Greetings, all,
So, I was compromised by the current Sha1-Halud attack:
The visible outcome of the compromise was the creation of around 100 repos in my GitHub account. I deleted them, and also rotated my GitHub personal access tokens.
I did some reading about the Sha1-Halud worm and it apparently uses TruffleHog to scan the local file system looking for secrets. So, I installed TruffleHog to see if I could figure out what credentials the attackers obtained access to.
The good news is that none of my repos at GitHub contain secrets.

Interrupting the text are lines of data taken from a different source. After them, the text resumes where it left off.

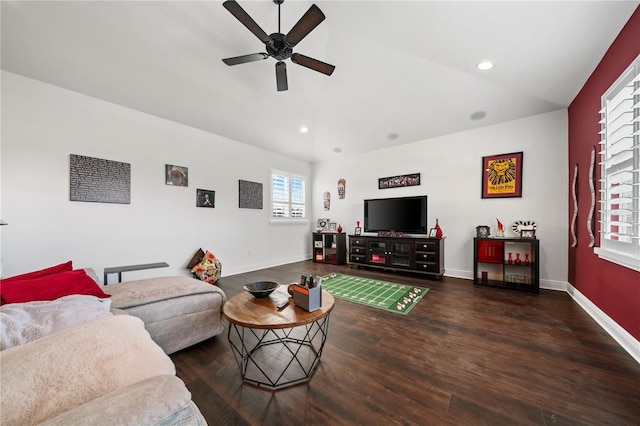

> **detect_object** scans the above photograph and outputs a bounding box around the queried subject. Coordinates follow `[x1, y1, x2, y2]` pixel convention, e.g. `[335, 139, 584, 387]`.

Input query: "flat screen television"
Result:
[364, 195, 428, 234]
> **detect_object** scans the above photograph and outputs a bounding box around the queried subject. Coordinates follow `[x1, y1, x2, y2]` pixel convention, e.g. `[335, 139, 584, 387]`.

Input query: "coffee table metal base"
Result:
[227, 315, 330, 389]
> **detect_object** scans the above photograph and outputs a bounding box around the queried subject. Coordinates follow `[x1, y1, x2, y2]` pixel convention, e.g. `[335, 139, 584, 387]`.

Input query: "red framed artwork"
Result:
[482, 152, 522, 198]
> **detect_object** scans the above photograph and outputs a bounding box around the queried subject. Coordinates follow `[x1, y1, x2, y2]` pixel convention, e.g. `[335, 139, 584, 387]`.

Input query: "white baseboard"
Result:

The bad news is that when I ran TruffleHog on my local filesystem, it found GCP-related secrets in my Flutter app directory. Hereβs a lightly edited example:
β
Found verified result π·π
(Verification info cached)
Detector Type: GCP
Decoder Type: PLAIN
Raw result: firebase-adminsdk-<blahblah>@ggc-app-<blahblah>.iam.gserviceaccount.com
Private_key_id: <blahblah>
Rotation_guide: https://howtorotate.com/docs/tutorials/gcp/
Project: <blahblah>
File: ggc-app-service-account.json
Line: 6
Analyze: Run `trufflehog analyze` to analyze this key's permissions
I am writing for insights about what to do next. My questions are:
-
Is it safe to rotate the GCP password and regenerate the ggc-app-service-account.json file? Or will doing this mean that my existing apps in the field will no longer have access to Google Cloud services?
-
What could I be doing differently to avoid this kind of attack in the future?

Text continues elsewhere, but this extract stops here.